Hey, all. Okay, I went and googled House of Secrets (I know, I know, total ego thing) and your great conversation hooked me. BTW, guitarbabe, your notes were great. Wish my own had been that organized when I spoke. And thanks for not mentioning that I was ten minutes late.
Just a couple of comments.
First and foremost it's all about the writing. Tough to sell a bad product. But many good writers never get looked at because they think a query equates to a business letter. You are trying to sell your work. Be professional and include things that help showcase your complete offering.
On the SASE debate. Not including a SASE with a query for a novel isn't going to affect your chances of getting published. My feeling is, why pay $0.40 to have someone tell you they don't like your writing? I've talked to dozens of published novelists, both national and LDS and not one has recived an acceptance via SASE. And I've yet to talk to an agent or national publisher who will reject good writing because there's no SASE. If you want to keep track of the rejections (in in a perverse way it's actually kind of fun at first) feel free.
If you are going for a national agent though, DO include a photograph. Again, if your writings not great it won't make a difference. But you are selling a complete package and the big five publishers--along with many regionals--are very focused on how well you can market your book after it comes out. The fact that you know how to look presentable is a definite plus.
This particular presentation was focused on novel submissions to agents and publishers.
On the mulltple submission question, again the focus was queries.
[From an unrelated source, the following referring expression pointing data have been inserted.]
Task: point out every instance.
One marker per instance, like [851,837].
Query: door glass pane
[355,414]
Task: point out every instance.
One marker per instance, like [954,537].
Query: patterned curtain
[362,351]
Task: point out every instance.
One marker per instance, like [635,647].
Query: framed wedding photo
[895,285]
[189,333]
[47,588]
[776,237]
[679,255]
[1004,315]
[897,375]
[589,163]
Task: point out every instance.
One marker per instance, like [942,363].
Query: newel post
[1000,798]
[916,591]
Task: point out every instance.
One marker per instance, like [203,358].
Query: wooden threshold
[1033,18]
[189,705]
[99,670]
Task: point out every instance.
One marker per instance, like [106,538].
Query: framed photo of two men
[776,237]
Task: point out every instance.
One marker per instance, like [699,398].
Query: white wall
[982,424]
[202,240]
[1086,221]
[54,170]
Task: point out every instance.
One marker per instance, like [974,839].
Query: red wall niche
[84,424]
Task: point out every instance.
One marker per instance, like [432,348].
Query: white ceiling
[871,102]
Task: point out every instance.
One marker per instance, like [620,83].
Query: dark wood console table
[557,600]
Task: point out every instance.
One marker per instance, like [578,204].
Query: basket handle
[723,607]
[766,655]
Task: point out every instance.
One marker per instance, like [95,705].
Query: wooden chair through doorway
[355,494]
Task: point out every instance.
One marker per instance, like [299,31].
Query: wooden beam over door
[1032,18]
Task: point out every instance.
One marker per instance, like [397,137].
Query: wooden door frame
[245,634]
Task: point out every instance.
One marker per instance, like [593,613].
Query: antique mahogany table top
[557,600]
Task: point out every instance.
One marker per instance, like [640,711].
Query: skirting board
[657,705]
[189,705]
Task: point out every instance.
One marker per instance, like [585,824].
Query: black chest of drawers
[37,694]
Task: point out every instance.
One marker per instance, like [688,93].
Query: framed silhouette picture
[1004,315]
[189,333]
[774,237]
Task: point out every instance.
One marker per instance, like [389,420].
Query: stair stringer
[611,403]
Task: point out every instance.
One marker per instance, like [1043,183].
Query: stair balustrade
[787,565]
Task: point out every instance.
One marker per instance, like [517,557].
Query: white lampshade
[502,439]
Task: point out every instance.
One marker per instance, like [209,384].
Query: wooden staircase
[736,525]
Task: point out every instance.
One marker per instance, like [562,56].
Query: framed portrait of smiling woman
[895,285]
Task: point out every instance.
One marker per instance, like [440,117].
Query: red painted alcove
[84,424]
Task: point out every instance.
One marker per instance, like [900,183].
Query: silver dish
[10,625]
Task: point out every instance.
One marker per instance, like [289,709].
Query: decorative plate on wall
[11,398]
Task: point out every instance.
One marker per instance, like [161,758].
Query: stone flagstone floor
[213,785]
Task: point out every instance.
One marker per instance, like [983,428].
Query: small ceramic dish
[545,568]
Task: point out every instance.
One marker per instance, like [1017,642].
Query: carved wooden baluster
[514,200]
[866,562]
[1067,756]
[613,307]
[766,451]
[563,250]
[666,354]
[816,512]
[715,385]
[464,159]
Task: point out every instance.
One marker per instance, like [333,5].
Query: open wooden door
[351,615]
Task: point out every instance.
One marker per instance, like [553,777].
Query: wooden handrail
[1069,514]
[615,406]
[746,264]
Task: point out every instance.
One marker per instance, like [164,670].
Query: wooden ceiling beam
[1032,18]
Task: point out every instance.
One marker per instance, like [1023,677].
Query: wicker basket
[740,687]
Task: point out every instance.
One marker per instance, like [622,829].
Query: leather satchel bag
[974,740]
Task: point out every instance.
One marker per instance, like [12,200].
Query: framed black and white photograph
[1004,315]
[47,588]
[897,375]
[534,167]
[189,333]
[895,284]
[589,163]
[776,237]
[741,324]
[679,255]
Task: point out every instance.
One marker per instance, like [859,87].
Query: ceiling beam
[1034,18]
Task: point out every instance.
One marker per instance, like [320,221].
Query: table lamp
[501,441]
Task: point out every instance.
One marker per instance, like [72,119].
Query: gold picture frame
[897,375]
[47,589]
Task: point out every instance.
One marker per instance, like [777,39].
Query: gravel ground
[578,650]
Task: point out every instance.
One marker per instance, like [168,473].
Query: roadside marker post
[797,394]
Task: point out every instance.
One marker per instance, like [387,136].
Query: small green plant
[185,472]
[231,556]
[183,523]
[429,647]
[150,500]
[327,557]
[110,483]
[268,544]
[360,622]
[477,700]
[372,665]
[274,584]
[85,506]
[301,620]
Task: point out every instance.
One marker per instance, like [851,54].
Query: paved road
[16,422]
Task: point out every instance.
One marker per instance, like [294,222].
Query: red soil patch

I would never recommend that you query only one agent or publisher at a time. That will take you forever, and has no appreciable benefit. A good friend of mine just sent out 5 queries for a national YA fantasy using the four page query. So far he has received two e-mail requests for the first 50 pages. At that stage, the agent may or may not request exclusivity for a limited period of time. Or they may wait until they request the full ms. Either way, I would never recommend ignoring that request. You want a professional agent, so acting professional w/ them only makes sense.